Violet 1B4 Completion

Violet

Model Summary

Violet is a GPT-NeoX language model trained primarily on period texts (1800–1899). This is the completion version of the model, so if you were looking for the Chat version, you should check out Violet 1b4 Chat

It is intended for creative writing, roleplay, period-appropriate correspondence, and Victorian etiquette.

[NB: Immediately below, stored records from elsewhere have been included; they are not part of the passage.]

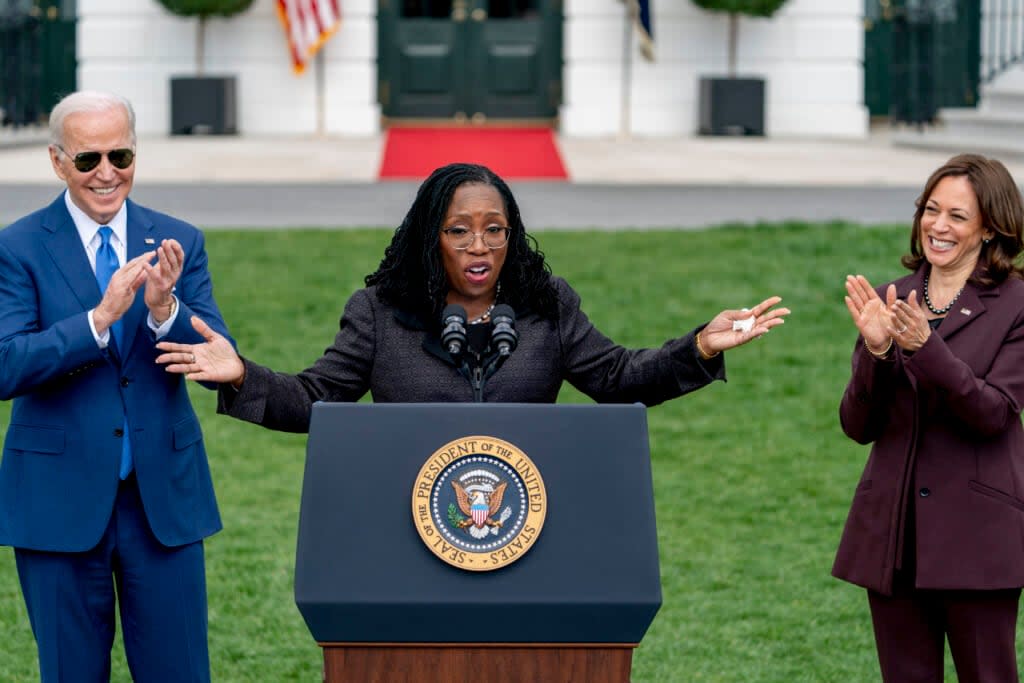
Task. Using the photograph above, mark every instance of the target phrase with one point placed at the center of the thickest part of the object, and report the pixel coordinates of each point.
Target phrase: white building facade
(810, 55)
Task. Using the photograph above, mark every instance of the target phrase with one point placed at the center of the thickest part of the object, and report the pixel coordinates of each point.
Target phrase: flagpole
(321, 82)
(625, 123)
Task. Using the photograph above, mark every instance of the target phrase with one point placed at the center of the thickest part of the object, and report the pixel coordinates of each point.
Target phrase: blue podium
(386, 520)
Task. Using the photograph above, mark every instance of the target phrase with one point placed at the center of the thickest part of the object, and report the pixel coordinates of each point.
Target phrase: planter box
(731, 107)
(204, 105)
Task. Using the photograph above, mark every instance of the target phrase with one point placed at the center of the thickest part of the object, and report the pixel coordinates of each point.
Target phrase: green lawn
(753, 477)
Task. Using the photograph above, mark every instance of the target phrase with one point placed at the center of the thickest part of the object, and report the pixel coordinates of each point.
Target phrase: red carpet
(511, 153)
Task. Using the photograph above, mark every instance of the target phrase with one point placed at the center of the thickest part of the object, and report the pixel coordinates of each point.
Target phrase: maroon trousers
(910, 628)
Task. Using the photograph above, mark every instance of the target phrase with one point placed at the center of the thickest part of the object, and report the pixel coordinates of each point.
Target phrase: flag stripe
(307, 26)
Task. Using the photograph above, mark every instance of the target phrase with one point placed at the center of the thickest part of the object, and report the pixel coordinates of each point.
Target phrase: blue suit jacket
(58, 475)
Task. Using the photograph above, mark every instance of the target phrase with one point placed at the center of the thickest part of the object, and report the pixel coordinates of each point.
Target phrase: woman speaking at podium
(461, 297)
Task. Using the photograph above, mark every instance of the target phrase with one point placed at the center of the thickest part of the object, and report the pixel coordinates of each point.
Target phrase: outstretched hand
(213, 360)
(733, 328)
(872, 316)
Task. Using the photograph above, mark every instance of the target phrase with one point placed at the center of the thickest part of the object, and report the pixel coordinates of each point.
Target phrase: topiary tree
(204, 9)
(734, 8)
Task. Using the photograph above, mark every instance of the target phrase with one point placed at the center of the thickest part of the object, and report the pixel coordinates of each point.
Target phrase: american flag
(307, 25)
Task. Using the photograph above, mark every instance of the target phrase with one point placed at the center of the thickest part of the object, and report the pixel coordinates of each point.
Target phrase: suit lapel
(970, 306)
(138, 229)
(65, 247)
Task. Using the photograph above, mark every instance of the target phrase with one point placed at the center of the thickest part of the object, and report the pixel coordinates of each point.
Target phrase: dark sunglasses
(86, 161)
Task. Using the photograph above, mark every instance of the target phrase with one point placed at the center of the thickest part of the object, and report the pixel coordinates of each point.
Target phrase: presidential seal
(478, 503)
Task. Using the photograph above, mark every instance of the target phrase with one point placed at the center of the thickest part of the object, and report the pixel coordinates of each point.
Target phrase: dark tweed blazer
(390, 353)
(946, 435)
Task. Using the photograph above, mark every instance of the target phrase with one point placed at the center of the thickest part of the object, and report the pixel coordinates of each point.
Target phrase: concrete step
(940, 139)
(977, 123)
(23, 136)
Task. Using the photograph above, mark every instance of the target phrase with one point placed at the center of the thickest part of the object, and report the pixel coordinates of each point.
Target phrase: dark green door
(37, 57)
(920, 56)
(474, 59)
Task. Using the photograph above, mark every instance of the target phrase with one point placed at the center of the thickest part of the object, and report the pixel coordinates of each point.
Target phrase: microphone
(504, 335)
(454, 329)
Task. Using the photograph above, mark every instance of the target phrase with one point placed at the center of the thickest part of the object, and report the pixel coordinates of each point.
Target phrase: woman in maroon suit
(936, 529)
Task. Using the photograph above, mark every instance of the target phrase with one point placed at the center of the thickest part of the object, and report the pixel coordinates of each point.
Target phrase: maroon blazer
(946, 435)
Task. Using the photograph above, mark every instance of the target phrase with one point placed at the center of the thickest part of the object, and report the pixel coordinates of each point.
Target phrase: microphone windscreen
(454, 310)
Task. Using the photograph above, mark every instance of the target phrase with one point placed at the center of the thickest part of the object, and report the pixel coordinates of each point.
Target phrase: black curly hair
(412, 276)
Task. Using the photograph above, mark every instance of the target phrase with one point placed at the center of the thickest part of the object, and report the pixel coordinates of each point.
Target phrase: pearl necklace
(482, 317)
(943, 310)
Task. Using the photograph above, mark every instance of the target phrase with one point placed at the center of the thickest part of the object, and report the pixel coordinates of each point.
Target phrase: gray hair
(87, 100)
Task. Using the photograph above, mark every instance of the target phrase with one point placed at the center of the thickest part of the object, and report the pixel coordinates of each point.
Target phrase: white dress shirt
(88, 231)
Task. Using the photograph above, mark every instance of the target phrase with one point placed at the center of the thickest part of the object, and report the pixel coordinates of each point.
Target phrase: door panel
(479, 58)
(37, 57)
(921, 56)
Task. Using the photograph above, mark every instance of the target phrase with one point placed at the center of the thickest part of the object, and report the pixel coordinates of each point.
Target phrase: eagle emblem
(479, 495)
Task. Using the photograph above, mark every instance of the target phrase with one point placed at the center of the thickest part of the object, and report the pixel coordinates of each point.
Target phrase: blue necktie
(107, 264)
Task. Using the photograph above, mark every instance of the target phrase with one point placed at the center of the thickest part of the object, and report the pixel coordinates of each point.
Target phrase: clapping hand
(872, 316)
(162, 276)
(121, 292)
(213, 360)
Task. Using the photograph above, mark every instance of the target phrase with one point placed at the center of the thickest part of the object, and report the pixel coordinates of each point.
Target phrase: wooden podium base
(496, 663)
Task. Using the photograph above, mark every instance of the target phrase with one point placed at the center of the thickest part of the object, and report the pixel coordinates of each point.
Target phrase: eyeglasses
(86, 161)
(461, 239)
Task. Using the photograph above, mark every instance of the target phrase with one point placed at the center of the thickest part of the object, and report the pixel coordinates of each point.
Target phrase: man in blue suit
(103, 481)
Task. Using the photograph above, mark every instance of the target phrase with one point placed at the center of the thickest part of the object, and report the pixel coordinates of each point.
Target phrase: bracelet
(704, 354)
(884, 353)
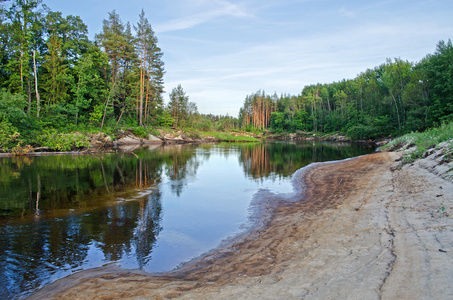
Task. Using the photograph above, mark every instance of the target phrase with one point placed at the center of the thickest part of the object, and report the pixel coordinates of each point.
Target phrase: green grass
(422, 141)
(227, 137)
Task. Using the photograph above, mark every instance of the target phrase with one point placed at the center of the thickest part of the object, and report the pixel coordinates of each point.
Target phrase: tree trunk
(38, 104)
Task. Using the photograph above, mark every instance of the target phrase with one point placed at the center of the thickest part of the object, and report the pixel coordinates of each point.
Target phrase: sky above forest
(222, 50)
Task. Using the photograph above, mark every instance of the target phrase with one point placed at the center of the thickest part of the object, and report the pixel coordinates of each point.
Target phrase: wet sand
(366, 229)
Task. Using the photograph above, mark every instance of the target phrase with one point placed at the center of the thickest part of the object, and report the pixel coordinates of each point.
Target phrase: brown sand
(363, 231)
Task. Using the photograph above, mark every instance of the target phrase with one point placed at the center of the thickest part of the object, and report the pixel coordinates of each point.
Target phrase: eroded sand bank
(364, 231)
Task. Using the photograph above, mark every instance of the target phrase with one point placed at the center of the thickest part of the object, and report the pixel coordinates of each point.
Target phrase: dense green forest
(394, 98)
(55, 81)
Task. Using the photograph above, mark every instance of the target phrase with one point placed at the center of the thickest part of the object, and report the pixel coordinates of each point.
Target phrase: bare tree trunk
(38, 104)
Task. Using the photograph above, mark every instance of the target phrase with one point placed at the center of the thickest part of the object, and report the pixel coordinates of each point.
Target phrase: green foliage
(394, 98)
(423, 141)
(140, 131)
(62, 142)
(8, 135)
(226, 137)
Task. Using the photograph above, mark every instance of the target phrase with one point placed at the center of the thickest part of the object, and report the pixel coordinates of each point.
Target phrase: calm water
(151, 209)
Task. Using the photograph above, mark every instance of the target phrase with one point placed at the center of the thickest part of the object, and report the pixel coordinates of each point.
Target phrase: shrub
(62, 142)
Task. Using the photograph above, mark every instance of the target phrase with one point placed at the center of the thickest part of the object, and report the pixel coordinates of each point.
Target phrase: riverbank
(369, 227)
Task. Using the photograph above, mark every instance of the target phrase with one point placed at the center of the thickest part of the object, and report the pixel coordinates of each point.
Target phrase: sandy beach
(367, 228)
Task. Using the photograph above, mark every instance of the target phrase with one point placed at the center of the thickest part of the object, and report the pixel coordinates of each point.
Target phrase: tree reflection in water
(61, 214)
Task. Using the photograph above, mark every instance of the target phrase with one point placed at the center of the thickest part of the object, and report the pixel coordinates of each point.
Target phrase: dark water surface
(151, 209)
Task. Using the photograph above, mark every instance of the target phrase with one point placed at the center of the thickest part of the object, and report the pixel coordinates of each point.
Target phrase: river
(151, 209)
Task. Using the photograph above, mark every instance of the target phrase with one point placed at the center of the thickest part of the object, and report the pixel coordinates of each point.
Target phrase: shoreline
(342, 240)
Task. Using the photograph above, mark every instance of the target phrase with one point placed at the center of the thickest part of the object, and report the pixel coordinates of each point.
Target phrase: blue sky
(222, 50)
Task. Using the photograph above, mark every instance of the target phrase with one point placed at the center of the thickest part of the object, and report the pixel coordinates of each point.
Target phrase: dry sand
(367, 229)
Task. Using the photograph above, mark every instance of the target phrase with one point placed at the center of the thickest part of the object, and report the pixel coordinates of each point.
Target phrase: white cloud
(222, 8)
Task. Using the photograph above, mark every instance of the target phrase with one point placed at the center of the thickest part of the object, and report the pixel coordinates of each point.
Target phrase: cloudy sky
(222, 50)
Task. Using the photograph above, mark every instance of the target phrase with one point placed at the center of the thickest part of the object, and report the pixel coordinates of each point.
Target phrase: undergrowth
(422, 141)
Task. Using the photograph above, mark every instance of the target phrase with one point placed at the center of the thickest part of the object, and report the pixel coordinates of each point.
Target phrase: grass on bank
(422, 141)
(228, 137)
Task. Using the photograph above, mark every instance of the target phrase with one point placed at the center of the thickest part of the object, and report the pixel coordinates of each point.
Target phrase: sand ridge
(367, 228)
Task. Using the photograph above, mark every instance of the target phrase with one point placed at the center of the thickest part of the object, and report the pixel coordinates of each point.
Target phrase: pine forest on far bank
(55, 80)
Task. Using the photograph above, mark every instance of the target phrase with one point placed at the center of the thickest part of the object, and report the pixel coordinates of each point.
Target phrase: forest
(55, 81)
(392, 99)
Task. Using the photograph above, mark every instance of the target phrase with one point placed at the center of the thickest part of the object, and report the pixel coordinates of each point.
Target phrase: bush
(361, 132)
(9, 135)
(62, 142)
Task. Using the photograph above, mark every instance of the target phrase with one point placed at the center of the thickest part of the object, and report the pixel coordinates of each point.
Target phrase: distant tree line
(53, 77)
(394, 98)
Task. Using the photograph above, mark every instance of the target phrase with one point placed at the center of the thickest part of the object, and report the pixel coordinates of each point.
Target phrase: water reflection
(60, 214)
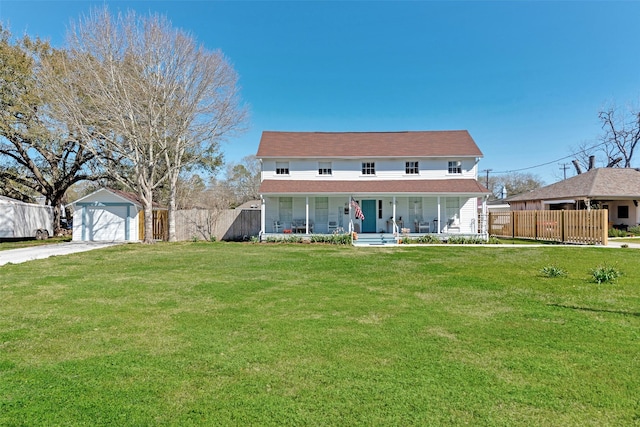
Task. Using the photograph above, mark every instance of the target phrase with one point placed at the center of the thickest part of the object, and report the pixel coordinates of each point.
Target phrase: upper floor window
(455, 167)
(324, 168)
(282, 168)
(411, 168)
(368, 168)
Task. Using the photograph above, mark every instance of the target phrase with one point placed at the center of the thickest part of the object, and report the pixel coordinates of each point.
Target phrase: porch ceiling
(414, 186)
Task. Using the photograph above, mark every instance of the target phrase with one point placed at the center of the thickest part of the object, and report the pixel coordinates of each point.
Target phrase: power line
(552, 161)
(564, 168)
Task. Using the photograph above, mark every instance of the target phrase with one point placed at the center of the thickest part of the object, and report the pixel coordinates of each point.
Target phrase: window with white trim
(282, 168)
(368, 168)
(324, 168)
(411, 168)
(455, 167)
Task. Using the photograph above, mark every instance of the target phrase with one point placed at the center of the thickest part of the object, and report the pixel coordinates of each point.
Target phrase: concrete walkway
(16, 256)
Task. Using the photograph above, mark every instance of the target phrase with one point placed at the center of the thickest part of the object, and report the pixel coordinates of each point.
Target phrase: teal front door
(369, 211)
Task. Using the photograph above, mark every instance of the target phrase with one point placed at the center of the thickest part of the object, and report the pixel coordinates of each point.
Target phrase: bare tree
(38, 155)
(149, 98)
(513, 183)
(243, 179)
(621, 135)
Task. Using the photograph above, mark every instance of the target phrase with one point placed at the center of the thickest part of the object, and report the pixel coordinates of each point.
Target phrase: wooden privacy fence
(230, 224)
(581, 227)
(160, 225)
(202, 224)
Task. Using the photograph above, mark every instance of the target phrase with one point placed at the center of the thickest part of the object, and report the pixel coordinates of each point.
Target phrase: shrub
(427, 239)
(333, 239)
(462, 240)
(635, 230)
(605, 273)
(553, 271)
(614, 232)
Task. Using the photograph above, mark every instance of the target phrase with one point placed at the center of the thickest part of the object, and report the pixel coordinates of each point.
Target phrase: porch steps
(375, 239)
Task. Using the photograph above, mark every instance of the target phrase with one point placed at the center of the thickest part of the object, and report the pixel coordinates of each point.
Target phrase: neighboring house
(108, 215)
(615, 189)
(314, 182)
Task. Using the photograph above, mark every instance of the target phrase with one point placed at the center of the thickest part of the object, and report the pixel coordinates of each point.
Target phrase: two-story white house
(313, 182)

  • Architecture: GPTNeoXForCausalLM
  • Parameters: ~1.41B
  • Context length: 4096
  • Vocab size: 24014
  • Tokenizer: PreTrainedTokenizerFast

Intended Use

Good for

  • Victorian-flavored narrative completions

Not good for

  • Contemporary factual Q&A
  • Medical/legal/financial advice

Known Issues / Limitations

  • Ages and dates can be unreliable (even within 1800–1899).
  • Because parts of the corpus were derived from OCR, occasional stray modern tokens may appear (e.g., “http”, “Google”, “Internet Archive”).
  • Training data includes UK and US English from the era.

Notes

Violet is not the first LLM trained on a historical-only pretraining corpus; to the author’s knowledge that distinction belongs to TimeCapsuleLLM. Violet was developed independently, and differs in:

  • Different (but somewhat overlapping) pretraining corpus and a different range of dates -- Violet focuses specifically on 1800-1899
  • A custom Victorian tokenizer

Violet was built on a corpus spanning 1800–1899 sourced from Project Gutenberg, the Internet Archive, the British National Library, and other archives.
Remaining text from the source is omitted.